Shuyang Zhang, Master’s candidate
David R. Cheriton School of Computer Science
Supervisor: Professor Ming Li
Sequencing proteins and glycans have important clinical applications, as glycosylation is shown to play a significant role in cellular communication and immune response. Certain glycans are linked to the diagnosis of cancer as well as targeted immunotherapy. Mass spectrometry is a powerful tool that helps us gain insight into peptide sequences and glycan structures, by using database search, spectral library, or de novo sequencing. Spectrum and retention time prediction using deep learning has gained popularity with studies on non-glycosylated peptides and has been shown to improve database search results via rescoring. This thesis proposes deep learning models to predict spectrum and retention time for N-glycopeptides and then discusses the applications of these models with respect to glycopeptide sequencing.
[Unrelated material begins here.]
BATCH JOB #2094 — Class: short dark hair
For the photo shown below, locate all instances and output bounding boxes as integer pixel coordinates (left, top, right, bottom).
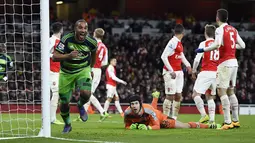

Chapter 3 presents a graph deep learning model to predict fragment ion intensities of observed spectrums and define a spectrum representation for glycan fragments with up to three cleavages. The spectrum prediction model has a median cosine similarity of 0.921, which is 20% higher than previous attempts at glycopeptide spectrum prediction.
For retention time prediction in Chapter 4, we propose a model with two parallel encoders for both peptide and glycan input and apply transfer learning for the sequence encoder. The retention time prediction model has a Pearson correlation of 1.0, which is higher than the previous 0.98 and 0.96 attempts. We also introduce the 95 percentile delta as an evaluation metric, as well as discuss the interpretability of our model.
Finally, in Chapter 5, we apply our spectrum and retention time prediction models in glycopeptide sequencing pipelines, including database search and de novo search. We show that our model improves identification by rescoring and has the potential to be used as a filter for false positives. We also demonstrate that our model improves de novo identification when used in the scoring function.